On se retrouve avec ce livre dans un univers littéraire connu, et utilisé par des écrivains comme Maupassant ou Jean Ray : des gens, autour d’une table, dans un bar plus ou moins mal famé, se racontent des histoires. Des souvenirs… des légendes… Dans cet album, il y a six récits, et entre chacun d’eux, deux pages de texte et d’illustrations qui retracent la vérité historique de ces corsaires qui étaient, en quelque sorte, des pirates assermentés, avec des lois et des règles bien précises.
Des marins du grand nord aux amitiés trahies, de la religion aux récits parlant de créatures mystérieuses, du rôle des femmes à la réputation des Indiens coupeurs de tête, c’est tout un pan de l’Histoire de la marine qui nous est raconté. Le dessin de Guillermo Gonzalez, semi-réaliste, avec Un très beau travail sur la couleur, accompagne les scénarios passionnants et intelligents de Dani Fano. Quant aux textes des différents dossiers, ils sont clairs, pas fastidieux, et accompagnés d’illustrations parlantes.
Enchaînés (dessin : Antoane Rivalan et Christopher Lannes - scénario : Alexandrine Cortez – couleurs : Joël Odone – documents : Bernard Guillet et Krystel Gualdé – éditeur : Petit à Petit – septembre 2021 – 80 pages)

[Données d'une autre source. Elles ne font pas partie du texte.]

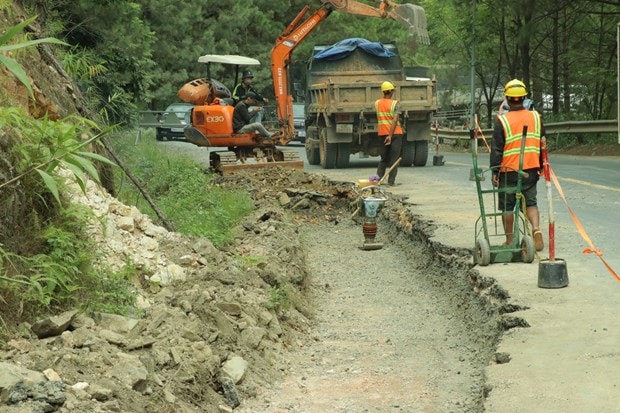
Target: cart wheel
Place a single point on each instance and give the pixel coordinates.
(528, 250)
(483, 252)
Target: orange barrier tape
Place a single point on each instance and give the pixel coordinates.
(581, 229)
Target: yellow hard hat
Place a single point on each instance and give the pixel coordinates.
(387, 86)
(515, 89)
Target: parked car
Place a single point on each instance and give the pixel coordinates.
(299, 120)
(176, 113)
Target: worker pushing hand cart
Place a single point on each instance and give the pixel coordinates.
(522, 247)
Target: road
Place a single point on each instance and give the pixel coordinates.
(591, 186)
(568, 359)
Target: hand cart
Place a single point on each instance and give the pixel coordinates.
(522, 247)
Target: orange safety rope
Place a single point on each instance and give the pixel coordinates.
(581, 229)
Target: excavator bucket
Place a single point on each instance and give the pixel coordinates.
(414, 18)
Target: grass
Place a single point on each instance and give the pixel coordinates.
(180, 188)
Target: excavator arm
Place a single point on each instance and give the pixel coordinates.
(412, 16)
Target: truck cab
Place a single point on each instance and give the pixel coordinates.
(343, 81)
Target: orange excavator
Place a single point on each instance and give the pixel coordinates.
(211, 118)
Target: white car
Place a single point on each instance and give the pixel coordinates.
(173, 122)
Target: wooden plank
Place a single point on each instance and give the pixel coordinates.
(231, 169)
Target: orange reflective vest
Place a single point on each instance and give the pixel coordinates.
(386, 109)
(512, 123)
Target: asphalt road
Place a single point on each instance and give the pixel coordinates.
(568, 359)
(591, 186)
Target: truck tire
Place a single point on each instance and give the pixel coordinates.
(344, 152)
(312, 153)
(407, 153)
(159, 135)
(328, 151)
(421, 153)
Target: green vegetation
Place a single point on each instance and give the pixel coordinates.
(62, 273)
(180, 188)
(8, 44)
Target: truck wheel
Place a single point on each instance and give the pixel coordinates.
(328, 151)
(528, 250)
(344, 152)
(312, 153)
(159, 135)
(407, 153)
(421, 153)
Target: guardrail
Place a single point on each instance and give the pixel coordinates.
(571, 127)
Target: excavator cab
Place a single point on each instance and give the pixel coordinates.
(212, 122)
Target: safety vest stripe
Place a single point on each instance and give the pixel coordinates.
(385, 116)
(512, 147)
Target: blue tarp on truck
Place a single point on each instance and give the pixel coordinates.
(345, 47)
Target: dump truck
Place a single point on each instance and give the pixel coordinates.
(211, 117)
(343, 81)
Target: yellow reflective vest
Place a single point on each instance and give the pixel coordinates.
(386, 109)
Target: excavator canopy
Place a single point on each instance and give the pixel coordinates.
(230, 59)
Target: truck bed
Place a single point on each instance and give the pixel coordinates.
(334, 97)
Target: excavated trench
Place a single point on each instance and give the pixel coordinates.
(409, 327)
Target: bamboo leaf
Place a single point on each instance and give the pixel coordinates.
(12, 31)
(29, 43)
(18, 71)
(50, 183)
(85, 164)
(78, 173)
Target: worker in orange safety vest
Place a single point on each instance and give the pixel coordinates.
(504, 159)
(390, 131)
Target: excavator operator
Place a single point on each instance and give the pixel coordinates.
(244, 87)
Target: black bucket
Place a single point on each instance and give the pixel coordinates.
(552, 274)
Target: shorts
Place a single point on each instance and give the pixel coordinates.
(507, 200)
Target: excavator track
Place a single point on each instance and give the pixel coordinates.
(227, 162)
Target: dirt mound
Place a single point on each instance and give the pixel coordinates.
(207, 319)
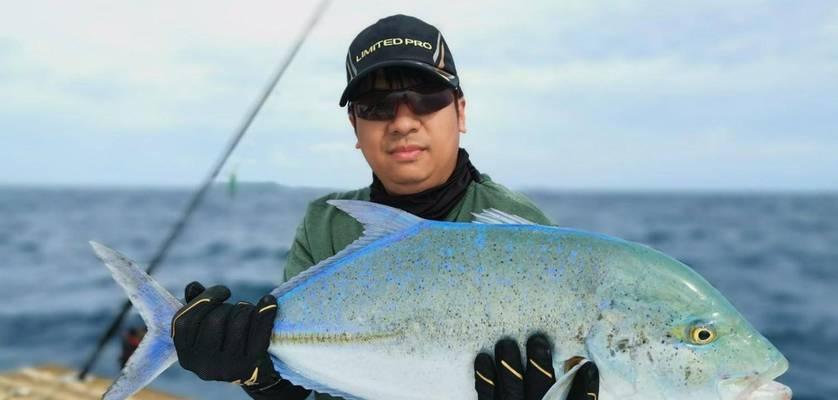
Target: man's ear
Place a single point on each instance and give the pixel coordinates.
(461, 114)
(354, 128)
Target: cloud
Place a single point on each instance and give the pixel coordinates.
(571, 93)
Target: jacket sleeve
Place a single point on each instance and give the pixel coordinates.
(299, 255)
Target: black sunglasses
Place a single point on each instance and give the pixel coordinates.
(380, 105)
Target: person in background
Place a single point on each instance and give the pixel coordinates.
(408, 110)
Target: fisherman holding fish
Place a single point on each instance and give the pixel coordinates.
(407, 109)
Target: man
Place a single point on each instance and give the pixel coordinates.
(407, 109)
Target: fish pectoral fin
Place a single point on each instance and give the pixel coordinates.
(560, 389)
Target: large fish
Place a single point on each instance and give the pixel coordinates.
(402, 312)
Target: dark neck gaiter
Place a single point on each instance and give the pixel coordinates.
(435, 203)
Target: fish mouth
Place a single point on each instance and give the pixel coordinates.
(756, 385)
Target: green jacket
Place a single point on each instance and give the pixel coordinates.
(325, 230)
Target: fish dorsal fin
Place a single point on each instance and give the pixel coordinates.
(378, 221)
(495, 216)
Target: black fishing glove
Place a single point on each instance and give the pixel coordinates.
(504, 378)
(220, 341)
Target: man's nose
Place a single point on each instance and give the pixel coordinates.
(405, 121)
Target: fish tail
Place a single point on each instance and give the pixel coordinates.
(157, 306)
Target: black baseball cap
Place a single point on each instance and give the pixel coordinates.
(399, 41)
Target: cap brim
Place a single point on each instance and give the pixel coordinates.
(441, 75)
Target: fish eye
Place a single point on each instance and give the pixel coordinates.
(702, 334)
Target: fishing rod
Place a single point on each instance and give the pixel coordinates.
(198, 196)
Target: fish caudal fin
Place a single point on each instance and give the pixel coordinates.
(560, 389)
(156, 352)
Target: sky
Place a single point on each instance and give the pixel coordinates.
(587, 94)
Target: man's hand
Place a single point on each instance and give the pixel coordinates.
(504, 378)
(220, 341)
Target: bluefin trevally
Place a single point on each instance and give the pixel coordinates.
(402, 312)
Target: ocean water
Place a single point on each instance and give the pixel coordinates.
(775, 256)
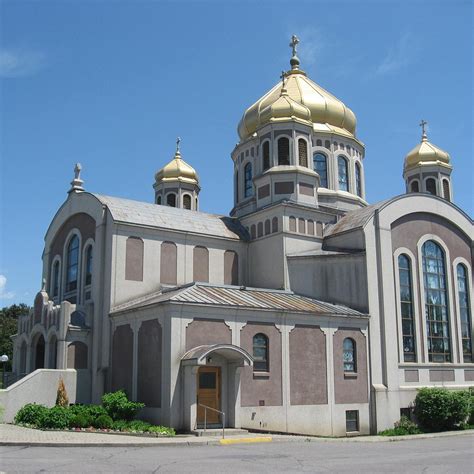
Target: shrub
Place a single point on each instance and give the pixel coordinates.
(62, 399)
(119, 407)
(57, 417)
(438, 409)
(103, 422)
(403, 427)
(31, 414)
(80, 420)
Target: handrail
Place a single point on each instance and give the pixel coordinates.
(217, 411)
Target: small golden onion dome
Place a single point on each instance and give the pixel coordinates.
(285, 108)
(177, 170)
(425, 153)
(327, 112)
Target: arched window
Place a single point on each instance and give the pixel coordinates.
(88, 279)
(320, 165)
(436, 303)
(187, 201)
(358, 181)
(431, 186)
(171, 200)
(168, 263)
(275, 224)
(266, 156)
(446, 190)
(260, 353)
(72, 264)
(283, 151)
(236, 186)
(464, 312)
(303, 152)
(248, 185)
(267, 226)
(343, 173)
(406, 302)
(55, 280)
(415, 187)
(349, 355)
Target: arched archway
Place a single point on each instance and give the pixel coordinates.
(39, 351)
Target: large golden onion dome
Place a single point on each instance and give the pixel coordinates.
(177, 170)
(425, 153)
(327, 113)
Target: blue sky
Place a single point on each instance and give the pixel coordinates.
(111, 84)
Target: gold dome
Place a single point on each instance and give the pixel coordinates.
(177, 170)
(327, 113)
(285, 108)
(426, 153)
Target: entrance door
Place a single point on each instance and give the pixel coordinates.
(208, 393)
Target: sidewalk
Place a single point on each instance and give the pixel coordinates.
(11, 435)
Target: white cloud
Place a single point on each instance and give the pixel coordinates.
(399, 55)
(5, 295)
(20, 62)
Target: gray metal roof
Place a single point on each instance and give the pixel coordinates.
(172, 218)
(243, 297)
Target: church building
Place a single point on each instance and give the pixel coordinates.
(306, 310)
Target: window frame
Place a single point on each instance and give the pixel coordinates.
(346, 172)
(263, 362)
(315, 168)
(353, 351)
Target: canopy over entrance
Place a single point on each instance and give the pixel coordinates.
(202, 355)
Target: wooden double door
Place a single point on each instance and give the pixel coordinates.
(209, 394)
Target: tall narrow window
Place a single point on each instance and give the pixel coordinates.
(349, 355)
(320, 165)
(55, 285)
(465, 313)
(266, 156)
(283, 151)
(303, 152)
(436, 303)
(358, 181)
(446, 190)
(72, 264)
(406, 302)
(171, 200)
(343, 173)
(431, 186)
(260, 353)
(248, 188)
(187, 201)
(89, 265)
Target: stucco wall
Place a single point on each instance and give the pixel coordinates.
(349, 388)
(202, 331)
(308, 379)
(256, 388)
(122, 359)
(149, 360)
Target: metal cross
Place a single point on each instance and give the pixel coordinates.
(294, 43)
(422, 125)
(77, 171)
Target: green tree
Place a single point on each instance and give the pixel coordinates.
(8, 327)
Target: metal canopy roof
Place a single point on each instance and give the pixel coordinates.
(243, 297)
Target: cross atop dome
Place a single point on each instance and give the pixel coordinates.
(424, 137)
(294, 61)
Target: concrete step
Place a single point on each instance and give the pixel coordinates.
(217, 432)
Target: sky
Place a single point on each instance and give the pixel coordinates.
(111, 84)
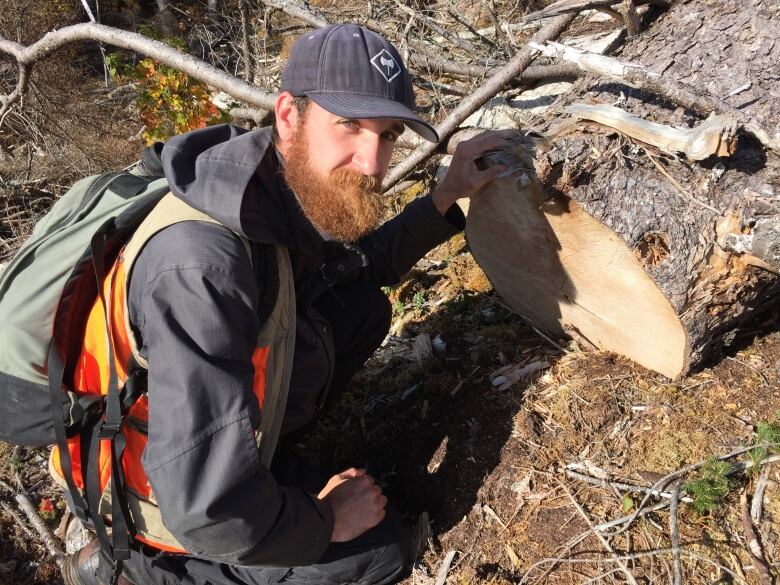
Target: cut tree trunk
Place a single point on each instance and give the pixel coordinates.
(641, 252)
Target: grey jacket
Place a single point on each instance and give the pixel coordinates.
(192, 300)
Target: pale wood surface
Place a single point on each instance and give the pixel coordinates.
(561, 268)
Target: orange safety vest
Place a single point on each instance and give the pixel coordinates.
(91, 376)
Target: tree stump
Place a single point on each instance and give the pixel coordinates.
(639, 251)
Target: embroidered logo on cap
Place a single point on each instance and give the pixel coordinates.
(386, 65)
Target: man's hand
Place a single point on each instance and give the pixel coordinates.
(464, 177)
(357, 502)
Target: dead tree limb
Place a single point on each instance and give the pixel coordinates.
(246, 47)
(292, 8)
(677, 92)
(431, 24)
(753, 544)
(514, 68)
(577, 6)
(604, 542)
(26, 57)
(44, 532)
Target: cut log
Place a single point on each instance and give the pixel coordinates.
(645, 277)
(654, 256)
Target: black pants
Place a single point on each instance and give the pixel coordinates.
(359, 314)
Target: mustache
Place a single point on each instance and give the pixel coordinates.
(346, 179)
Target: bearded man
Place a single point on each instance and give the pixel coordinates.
(310, 187)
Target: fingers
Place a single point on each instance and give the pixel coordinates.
(488, 140)
(352, 473)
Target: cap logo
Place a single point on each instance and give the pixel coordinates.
(386, 65)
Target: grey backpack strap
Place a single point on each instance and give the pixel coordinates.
(277, 332)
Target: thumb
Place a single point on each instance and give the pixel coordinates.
(352, 473)
(484, 177)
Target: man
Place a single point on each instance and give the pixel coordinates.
(311, 187)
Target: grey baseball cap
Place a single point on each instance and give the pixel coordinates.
(353, 72)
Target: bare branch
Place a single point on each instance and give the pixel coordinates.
(27, 56)
(576, 6)
(753, 543)
(466, 107)
(677, 92)
(295, 10)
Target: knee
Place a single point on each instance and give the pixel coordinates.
(389, 566)
(394, 560)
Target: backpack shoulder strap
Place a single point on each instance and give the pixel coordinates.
(169, 211)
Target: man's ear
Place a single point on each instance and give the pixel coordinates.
(287, 116)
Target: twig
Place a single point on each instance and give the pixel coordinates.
(753, 544)
(567, 6)
(604, 542)
(621, 486)
(50, 42)
(441, 576)
(664, 481)
(675, 533)
(756, 370)
(49, 540)
(295, 10)
(679, 188)
(629, 557)
(18, 518)
(758, 495)
(467, 106)
(44, 532)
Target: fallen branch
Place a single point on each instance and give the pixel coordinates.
(441, 576)
(577, 6)
(674, 533)
(714, 136)
(26, 57)
(467, 106)
(629, 557)
(680, 473)
(678, 92)
(753, 544)
(629, 576)
(44, 532)
(306, 14)
(622, 486)
(758, 495)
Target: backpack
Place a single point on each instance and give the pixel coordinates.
(46, 292)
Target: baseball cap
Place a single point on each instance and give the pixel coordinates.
(353, 72)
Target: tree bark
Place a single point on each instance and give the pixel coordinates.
(642, 252)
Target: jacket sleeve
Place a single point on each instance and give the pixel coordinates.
(195, 311)
(397, 245)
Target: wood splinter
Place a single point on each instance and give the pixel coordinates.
(715, 136)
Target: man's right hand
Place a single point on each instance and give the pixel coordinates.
(357, 502)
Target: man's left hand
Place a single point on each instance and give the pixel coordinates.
(464, 177)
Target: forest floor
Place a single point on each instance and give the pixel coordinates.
(489, 467)
(473, 423)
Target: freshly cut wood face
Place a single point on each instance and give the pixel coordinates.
(562, 269)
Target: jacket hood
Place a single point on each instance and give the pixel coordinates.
(232, 175)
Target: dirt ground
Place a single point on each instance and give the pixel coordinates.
(484, 468)
(488, 467)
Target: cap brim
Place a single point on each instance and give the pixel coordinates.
(367, 106)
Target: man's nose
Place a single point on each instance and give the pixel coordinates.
(367, 156)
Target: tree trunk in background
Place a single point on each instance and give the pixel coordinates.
(614, 246)
(168, 23)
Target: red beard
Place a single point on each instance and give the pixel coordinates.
(345, 205)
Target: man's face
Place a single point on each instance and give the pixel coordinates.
(336, 165)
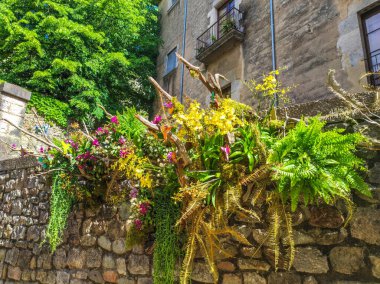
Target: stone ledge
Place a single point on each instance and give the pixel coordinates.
(15, 91)
(326, 106)
(18, 163)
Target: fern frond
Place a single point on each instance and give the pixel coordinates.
(193, 206)
(259, 174)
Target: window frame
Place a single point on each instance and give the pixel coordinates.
(172, 4)
(167, 72)
(363, 16)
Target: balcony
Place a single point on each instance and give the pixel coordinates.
(374, 67)
(221, 36)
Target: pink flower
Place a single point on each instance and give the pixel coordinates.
(168, 105)
(95, 143)
(114, 120)
(123, 153)
(144, 208)
(171, 157)
(226, 150)
(99, 131)
(157, 119)
(138, 224)
(133, 193)
(122, 140)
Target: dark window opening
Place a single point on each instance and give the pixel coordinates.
(371, 32)
(226, 91)
(171, 63)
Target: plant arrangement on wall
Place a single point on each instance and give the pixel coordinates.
(190, 170)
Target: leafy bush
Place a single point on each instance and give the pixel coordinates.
(52, 109)
(83, 53)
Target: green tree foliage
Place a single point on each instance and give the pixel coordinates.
(82, 52)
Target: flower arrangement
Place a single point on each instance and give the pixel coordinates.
(189, 170)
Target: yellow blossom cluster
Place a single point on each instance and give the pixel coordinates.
(223, 119)
(133, 167)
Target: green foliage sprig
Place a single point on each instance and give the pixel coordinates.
(61, 202)
(315, 164)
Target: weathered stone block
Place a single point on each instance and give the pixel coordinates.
(110, 276)
(284, 278)
(375, 261)
(12, 256)
(59, 259)
(76, 258)
(325, 216)
(253, 252)
(231, 278)
(226, 266)
(144, 280)
(14, 273)
(126, 280)
(94, 258)
(96, 276)
(201, 273)
(310, 260)
(253, 264)
(347, 260)
(374, 174)
(108, 262)
(104, 242)
(253, 278)
(365, 225)
(63, 277)
(121, 266)
(310, 280)
(138, 264)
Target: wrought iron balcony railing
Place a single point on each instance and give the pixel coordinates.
(229, 22)
(374, 66)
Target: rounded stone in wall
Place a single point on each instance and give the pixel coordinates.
(347, 260)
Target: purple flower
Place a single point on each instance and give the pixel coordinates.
(123, 153)
(157, 119)
(171, 157)
(133, 193)
(226, 151)
(95, 143)
(99, 131)
(114, 120)
(138, 224)
(168, 105)
(144, 208)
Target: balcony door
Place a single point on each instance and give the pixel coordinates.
(371, 31)
(223, 15)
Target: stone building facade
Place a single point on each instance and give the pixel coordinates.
(311, 37)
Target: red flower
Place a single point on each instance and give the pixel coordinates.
(123, 153)
(144, 208)
(157, 119)
(226, 150)
(114, 120)
(138, 224)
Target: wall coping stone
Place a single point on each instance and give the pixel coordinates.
(15, 91)
(18, 163)
(327, 106)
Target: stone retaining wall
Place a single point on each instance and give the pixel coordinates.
(94, 251)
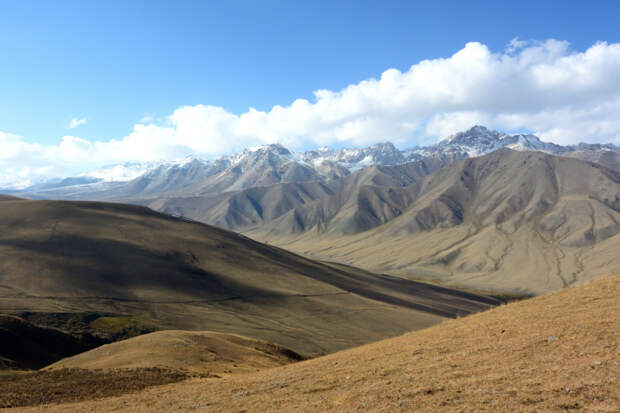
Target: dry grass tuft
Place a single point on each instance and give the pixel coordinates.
(553, 353)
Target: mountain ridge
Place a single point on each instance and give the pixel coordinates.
(280, 165)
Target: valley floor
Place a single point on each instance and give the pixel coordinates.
(558, 352)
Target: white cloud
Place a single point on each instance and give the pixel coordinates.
(543, 86)
(75, 122)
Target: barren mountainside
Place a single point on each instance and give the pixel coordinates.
(74, 257)
(512, 221)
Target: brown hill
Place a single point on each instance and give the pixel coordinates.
(553, 353)
(517, 222)
(203, 352)
(170, 273)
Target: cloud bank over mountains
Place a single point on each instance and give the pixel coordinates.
(545, 87)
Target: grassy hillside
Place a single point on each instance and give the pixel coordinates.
(558, 352)
(202, 352)
(168, 273)
(27, 346)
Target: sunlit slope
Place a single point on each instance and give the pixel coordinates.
(552, 353)
(202, 352)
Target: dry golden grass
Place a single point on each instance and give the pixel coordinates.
(202, 352)
(552, 353)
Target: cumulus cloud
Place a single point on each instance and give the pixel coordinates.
(75, 122)
(545, 87)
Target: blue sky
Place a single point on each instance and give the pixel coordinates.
(114, 62)
(114, 67)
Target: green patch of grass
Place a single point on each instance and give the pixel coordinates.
(126, 326)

Ce livre-ci est bien plus sérieux… Il nous parle de l’esclavagisme au 18ème siècle. Cet album, dont le contenu historique et iconographique doit beaucoup au musée d’histoire de la ville de Nantes, nous fait ainsi voyager de France en Afrique, d’Afrique en Amérique, d’Amérique en France, avec un navire négrier, un navire " de traite ", le Marie Séraphique.
Les auteurs de cet album, Alexandrine Cortez au scénario, Rivalan et Lannes au dessin, nous font accompagner en onze chapitres le quotidien d’une campagne marchande dont les marchandises étaient humaines et africaines. A partir de documents historiques, ces chapitres, au réalisme sans fioritures qui n’auraient pu que dénaturer le propos, ces chapitres nous font découvrir le quotidien des marins, mais aussi ce qu’était un armateur, ce qu’était une vente d‘esclaves sur les côtes africaines, des esclaves noirs vendus par des Rois, noirs aussi…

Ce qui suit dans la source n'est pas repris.